AB Separation

Shared by @10kdiver.

A probability puzzle involving tournaments and elimination matches:

Here’s a neat probability puzzle — somewhat counter-intuitive: pic.twitter.com/QA6jxaIYFT

— 10-K Diver (@10kdiver) September 23, 2022

To begin with, a clarification: to say that Alex is the best player is to say that Alex will always win a match that he plays; and to say that Bob is the second best player is to say that Bob will win any match that he plays other than one against Alex. The puzzle asks for the probability that Bob emerges the runner up in the tournament.

This is indicated in the tweet but the crop seems to hide it.

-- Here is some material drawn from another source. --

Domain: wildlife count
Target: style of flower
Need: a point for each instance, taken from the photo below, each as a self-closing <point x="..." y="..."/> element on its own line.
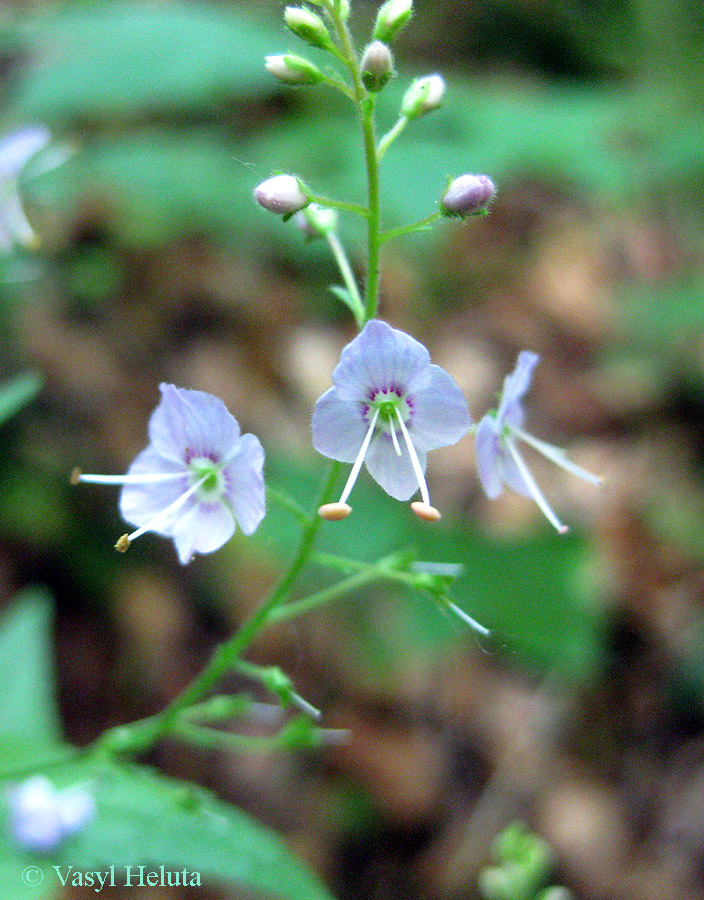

Suppose we denote the players $\{a_1,a_2,a_3,a_4,b_1,b_2,b_3,b_4\}$, and say the players are initially matched up like so:

$$(a_1,a_2); (a_3,a_4); (b_1,b_2); (b_3,b_4),$$

and in particular we have:

• one of the quarter finals will be between $a_p$ and $a_q$ for $p \in \{1,2\}$ and $q \in \{3,4\}$,
• the quarter finals will be between $b_r$ and $b_s$ for $r \in \{1,2\}$ and $s \in \{3,4\}$, and
• the semi finals will be between an $a$-player and a $b$-player.

A moment’s reflection reveals that for Bob to be a runner up, he should not meet Alex in the quarter-finals or earlier. This happens if and only if:

• either Alex is one of the $a$-players and Bob is one of the $b$-players, or
• Bob is one of the $a$-players and Alex is one of the $b$-players.

From here it is a counting argument. I was distracted by some idea of symmetry and originally jumped to the conclusion that the answer is one-half. Spoiler alert: I quickly learned that it’s not!